The Sheikh's Redemption Read online

Page 7


  He still attempted a rejoinder. “Tut-tut, is that any way to talk to your probable new king?”

  “First, I’m American if you’ve forgotten, so at best, the king of Azmahar would be my boss. Second, cows will skate before you become king. So stop wasting everyone’s time and fly back to whatever vultures’ aerie you swooped down from.”

  It was no use. Even with the tightness in his chest, which he wouldn’t even try to analyze, every word that pelted out of her mouth seemed to find a receptor in his humor centers.

  His lips spread. “The only time I’ll swoop down will be to carry you away, my luscious lamb.”

  “Then too late in midair, you’ll find out I’m no such thing.”

  “Aih. Thankfully. But the feline you really are is why you found me irresistible.”

  She used to say he was aptly named, a human lion.

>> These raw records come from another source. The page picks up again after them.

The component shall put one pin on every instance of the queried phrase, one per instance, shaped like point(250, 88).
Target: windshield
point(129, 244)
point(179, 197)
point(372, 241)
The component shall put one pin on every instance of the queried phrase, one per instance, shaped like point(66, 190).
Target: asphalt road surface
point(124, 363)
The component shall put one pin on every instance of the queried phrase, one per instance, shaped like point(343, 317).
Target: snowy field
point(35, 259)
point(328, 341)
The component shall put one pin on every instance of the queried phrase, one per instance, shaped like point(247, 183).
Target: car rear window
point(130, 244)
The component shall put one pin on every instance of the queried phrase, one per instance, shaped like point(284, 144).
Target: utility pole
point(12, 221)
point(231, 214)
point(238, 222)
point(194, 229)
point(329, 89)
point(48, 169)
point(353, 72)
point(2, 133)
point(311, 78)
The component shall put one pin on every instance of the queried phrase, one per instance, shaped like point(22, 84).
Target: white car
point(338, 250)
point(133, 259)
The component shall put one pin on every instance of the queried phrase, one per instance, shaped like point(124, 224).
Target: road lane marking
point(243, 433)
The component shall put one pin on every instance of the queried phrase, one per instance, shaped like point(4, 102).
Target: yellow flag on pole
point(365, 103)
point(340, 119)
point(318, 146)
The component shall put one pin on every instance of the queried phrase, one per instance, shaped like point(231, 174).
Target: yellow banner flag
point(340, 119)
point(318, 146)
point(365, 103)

He’d called her his wildcat, his lioness, among other things.

  “Nowadays, the world doesn’t give a fig about your irresistibility, like I don’t. But unlike you, who clearly aren’t here to take part in resolving the crisis but to indulge in obnoxious score-settling, I have work to do. You had your fun last night, so be a good evil mogul and let me get on with it.”

  He lay back on the bed, hard as rock again. “How counterproductive can you get? You’ve just said the magic words that will assure that you won’t see the last of me. Not before I make you eat those words, of course. Out of my hand. Again.”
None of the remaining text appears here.